[34-longterm 114/260] tcp: Combat per-cpu skew in orphan tests.

Previous message: [thread] [date] [author]
Next message: [thread] [date] [author]
From: Paul Gortmaker
Date: Sunday, January 2, 2011 - 12:16 am

From: David S. Miller <davem@davemloft.net>

commit ad1af0fedba14f82b240a03fe20eb9b2fdbd0357 upstream.

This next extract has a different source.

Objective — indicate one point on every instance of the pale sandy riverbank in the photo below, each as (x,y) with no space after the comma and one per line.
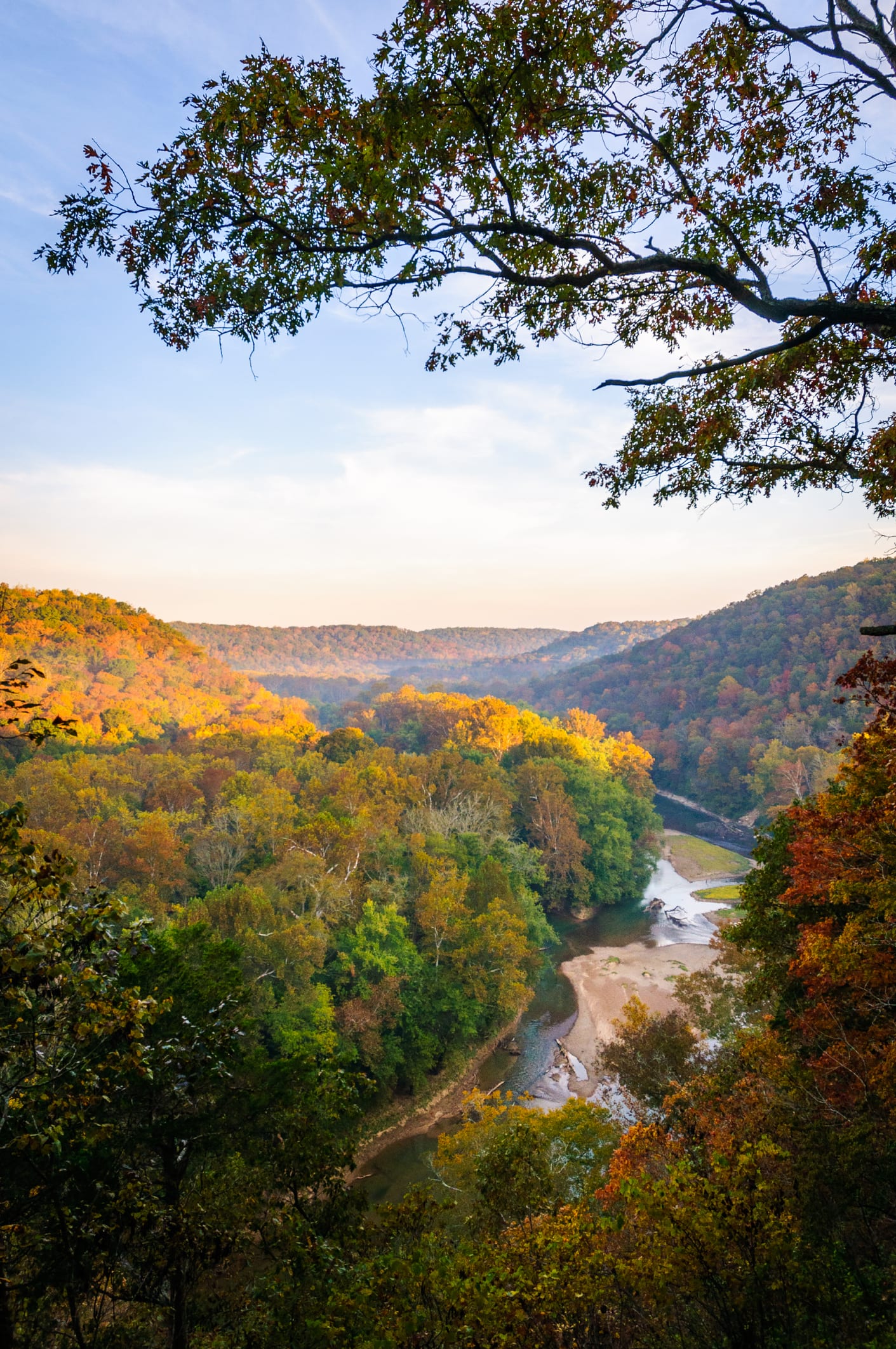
(609,976)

As reported by Anton Blanchard when we use
percpu_counter_read_positive() to make our orphan socket limit checks,
the check can be off by up to num_cpus_online() * batch (which is 32
by default) which on a 128 cpu machine can be as large as the default
orphan limit itself.

Fix this by doing the full expensive sum check if the optimized check
triggers.

Reported-by: Anton Blanchard <anton@samba.org>
Signed-off-by: David S. Miller <davem@davemloft.net>
Acked-by: Eric Dumazet <eric.dumazet@gmail.com>
Signed-off-by: Paul Gortmaker <paul.gortmaker@windriver.com>
---
 include/net/tcp.h    |   18 ++++++++++++++----
 net/ipv4/tcp.c       |    5 +----
 net/ipv4/tcp_timer.c |    8 ++++----
 3 files changed, 19 insertions(+), 12 deletions(-)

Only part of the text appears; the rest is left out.